Comedy is built on hyperbole. We take an every day occurrence and make it larger than life to suck you into our story. Has anybody every really almost had a stroke over stepping in dog poop? I doubt it. And if so that person needs medication quickly and is unfit to cohabitate with the rest of us. We exaggerate. And that is fine…when you are on stage.
The truth is if you are a professional comedian you are suppose to do well. Every joke is supposed to get a laugh. Certain jokes are supposed to get applause breaks. You are not killing, crushing, avalanching, typhooning or any other exaggeration. You are doing your job as a professional comedian. You are doing it well but that is your job.
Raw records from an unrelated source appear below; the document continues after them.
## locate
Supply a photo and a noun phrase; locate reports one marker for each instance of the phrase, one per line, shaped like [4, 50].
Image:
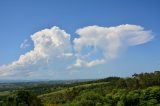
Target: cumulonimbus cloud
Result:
[108, 40]
[49, 45]
[95, 45]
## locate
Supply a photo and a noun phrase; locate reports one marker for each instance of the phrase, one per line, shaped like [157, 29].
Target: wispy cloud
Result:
[24, 44]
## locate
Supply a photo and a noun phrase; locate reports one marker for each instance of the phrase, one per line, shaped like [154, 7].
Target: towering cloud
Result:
[107, 42]
[49, 45]
[95, 45]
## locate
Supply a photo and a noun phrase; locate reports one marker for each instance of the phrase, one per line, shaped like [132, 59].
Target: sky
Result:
[78, 39]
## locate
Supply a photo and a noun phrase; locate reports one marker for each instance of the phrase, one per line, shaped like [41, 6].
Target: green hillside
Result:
[138, 90]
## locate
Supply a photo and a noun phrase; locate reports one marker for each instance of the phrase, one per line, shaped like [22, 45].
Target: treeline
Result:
[138, 90]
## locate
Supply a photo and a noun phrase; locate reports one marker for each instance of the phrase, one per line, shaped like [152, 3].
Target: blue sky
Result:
[20, 19]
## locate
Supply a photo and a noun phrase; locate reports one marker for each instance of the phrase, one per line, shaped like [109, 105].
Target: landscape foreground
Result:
[138, 90]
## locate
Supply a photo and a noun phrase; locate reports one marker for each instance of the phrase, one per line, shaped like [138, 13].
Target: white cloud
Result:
[49, 45]
[53, 52]
[24, 44]
[109, 40]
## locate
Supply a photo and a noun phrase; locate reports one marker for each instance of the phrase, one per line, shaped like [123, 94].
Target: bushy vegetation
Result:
[139, 90]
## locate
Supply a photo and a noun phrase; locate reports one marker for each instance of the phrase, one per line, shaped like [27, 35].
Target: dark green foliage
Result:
[139, 90]
[22, 98]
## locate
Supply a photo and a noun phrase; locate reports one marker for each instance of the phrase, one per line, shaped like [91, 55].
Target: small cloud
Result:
[24, 44]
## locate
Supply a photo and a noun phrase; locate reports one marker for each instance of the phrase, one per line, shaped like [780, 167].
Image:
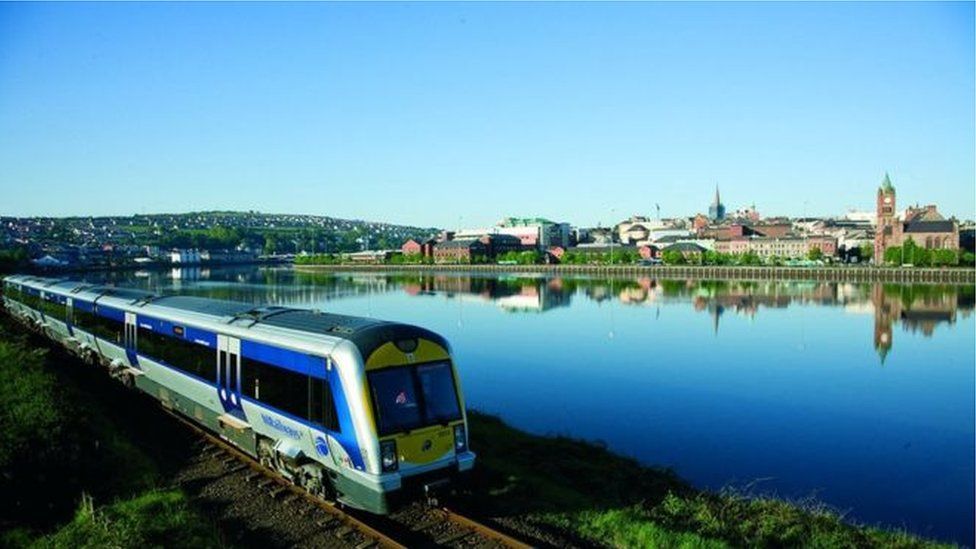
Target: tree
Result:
[865, 252]
[943, 258]
[893, 255]
[750, 258]
[673, 257]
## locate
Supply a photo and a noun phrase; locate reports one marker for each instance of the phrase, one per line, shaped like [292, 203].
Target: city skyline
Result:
[458, 114]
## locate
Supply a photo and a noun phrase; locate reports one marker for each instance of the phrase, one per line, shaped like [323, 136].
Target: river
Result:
[857, 396]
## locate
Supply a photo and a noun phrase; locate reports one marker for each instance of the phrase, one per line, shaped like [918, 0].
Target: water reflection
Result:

If you are an amateur comedian who is pretty new chances are you don’t even know what those words really mean and there is even a greater chance you have not done them. Relax. Not every show is the best show ever. If you claim it is then I won’t believe you when you really do have that show. I am sure I am not alone in that sentiment.
Before Facebook, late at night veteran comedians would gather around a burger deluxe, fries, pecan pie and swap war stories of shows that did not go well. They were some very interesting stories that were often hilarious, realistic, and if you paid attention you could actually learn something. It built a comradery as you felt like ok I am not the only one who had a show that was an utter nightmare. It happened to so and so and he has been doing comedy 20 years and has a ton of tv credits. If it can happen to him it can happen to anyone…and it does! Now with social media it just seems like comedians are in a competition to feed their own egos and acquire as many likes as possible. Comedians are needy people. I mean we need to be loved by a group of strangers which makes very little sense but it is what fuels many of us. Now with social media it seems like that neediness has spilled over beyond the stage. I was so awesome last night please “like” my post and bask in my brilliance.
I think on tomorrow’s Davin’s Den I will go a bit more in depth about the downfalls of creating the illusion that we “kill” every weekend and every show is perfect. And I do believe there are some very real downfalls to this that is making our job that much harder. For the record I do have a definition of “killing” or “crushing.” In my mind if you get a standing ovation (and not one where the comic prompts the audience to stand…yeech!) or the audience clamors for an encore, you have indeed killed and in that audience’s mind gone way above what is expected. It is hard to get a room of people to rise and applaud or demand more show after you have given them 30, 45, or 60 minutes of fun. I have done it a few a times. I have seen other comedians do it on occasion but I assure you it is not happening every weekend or every month. It is special. It is awesome. It is killing!